Robotic art is any artwork that employs some form of robotic or automated technology. There are many branches of robotic art, one of which is robotic installation art, a type of installation art that is programmed to respond to viewer interactions, by means of computers, sensors and actuators. The future behavior of such installations can therefore be altered by input from either the artist or the participant, which differentiates these artworks from other types of kinetic art.

Early examples of robotic art and theater existed in ancient China as far back as the Han Dynasty (c. third century BC), with the development of a mechanical orchestra, and other devices such as mechanical toys. These last included flying automatons, mechanized doves and fish, angels and dragons, and automated cup-bearers, all hydraulically actuated for the amusement of Emperors by engineer-craftspeople whose names have mostly been lost to history. However, Mo Ti and the artificer Yen Chin are said to have created automated chariots. By the time of the Sui Dynasty (sixth century AD), a compendium was written called the Shai Shih t'u Ching, or "Book of Hydraulic Excellencies". There are reports that the T'ang Dynasty saw Chinese engineers building mechanical birds, otters that swallowed fish, and monks begging girls to sing.

An early innovator in the Western world was Hero of Alexandria (c. 10–70 AD), who wrote "On Automatic Theaters, On Pneumatics, and on Mechanics", and is said to have built fully automated theatrical set-pieces illustrating the labors of Hercules among other wonders.

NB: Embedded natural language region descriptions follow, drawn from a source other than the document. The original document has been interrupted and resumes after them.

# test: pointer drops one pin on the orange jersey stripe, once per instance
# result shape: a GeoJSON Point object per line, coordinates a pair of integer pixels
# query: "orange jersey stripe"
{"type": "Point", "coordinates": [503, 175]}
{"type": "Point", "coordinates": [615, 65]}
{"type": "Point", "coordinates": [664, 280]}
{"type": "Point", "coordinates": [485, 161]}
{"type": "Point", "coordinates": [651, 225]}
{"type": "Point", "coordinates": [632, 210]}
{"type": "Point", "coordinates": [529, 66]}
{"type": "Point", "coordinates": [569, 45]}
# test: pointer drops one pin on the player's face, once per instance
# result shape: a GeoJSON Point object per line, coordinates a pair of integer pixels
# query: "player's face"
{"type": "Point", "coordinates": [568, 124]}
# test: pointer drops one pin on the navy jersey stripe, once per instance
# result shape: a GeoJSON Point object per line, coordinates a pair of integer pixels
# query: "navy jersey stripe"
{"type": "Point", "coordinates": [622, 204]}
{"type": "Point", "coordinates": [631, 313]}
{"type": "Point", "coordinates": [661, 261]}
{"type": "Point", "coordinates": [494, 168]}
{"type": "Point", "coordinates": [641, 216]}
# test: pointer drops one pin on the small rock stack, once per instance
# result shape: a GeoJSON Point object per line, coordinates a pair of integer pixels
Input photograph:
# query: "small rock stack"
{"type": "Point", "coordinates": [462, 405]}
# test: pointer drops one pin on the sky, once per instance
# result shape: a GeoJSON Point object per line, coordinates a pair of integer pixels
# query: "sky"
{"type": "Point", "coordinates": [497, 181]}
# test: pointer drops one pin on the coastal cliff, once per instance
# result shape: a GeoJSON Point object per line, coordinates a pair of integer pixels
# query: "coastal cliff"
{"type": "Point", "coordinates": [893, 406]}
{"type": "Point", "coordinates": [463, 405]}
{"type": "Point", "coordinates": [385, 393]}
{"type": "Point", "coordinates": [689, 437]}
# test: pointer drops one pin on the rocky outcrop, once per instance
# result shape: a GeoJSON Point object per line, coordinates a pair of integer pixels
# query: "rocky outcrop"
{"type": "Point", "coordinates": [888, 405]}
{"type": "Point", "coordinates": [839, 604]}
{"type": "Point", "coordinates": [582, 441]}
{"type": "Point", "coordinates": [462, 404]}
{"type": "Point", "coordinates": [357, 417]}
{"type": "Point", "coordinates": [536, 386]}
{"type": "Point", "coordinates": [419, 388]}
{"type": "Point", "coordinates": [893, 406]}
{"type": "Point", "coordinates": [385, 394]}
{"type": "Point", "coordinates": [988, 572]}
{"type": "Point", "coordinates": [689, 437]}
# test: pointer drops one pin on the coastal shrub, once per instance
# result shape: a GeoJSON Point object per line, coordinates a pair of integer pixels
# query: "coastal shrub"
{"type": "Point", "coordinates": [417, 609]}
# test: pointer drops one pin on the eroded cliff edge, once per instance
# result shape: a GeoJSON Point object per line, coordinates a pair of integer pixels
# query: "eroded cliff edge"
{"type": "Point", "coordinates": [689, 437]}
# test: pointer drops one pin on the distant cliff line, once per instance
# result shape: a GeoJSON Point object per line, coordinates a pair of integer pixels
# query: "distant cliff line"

In the thirteenth century AD, Badi Al-Zaman'Isma'il Al-Razzaz Al-Jazari was a Muslim inventor who devoted himself to mechanical engineering. Like Hero, he experimented with water clocks and other hydraulic mechanisms. Al-Jaziri’s life's work culminated in a book which he called The Book of Knowledge of Ingenious Mechanical Devices, completed in 1206 AD, and often known simply as Automata. In Europe, also in the thirteenth century, Villard de Honnecourt is known to have built mechanical angels for the French court, and in the fifteenth century Johannes Muller built both a working mechanical eagle and a fly.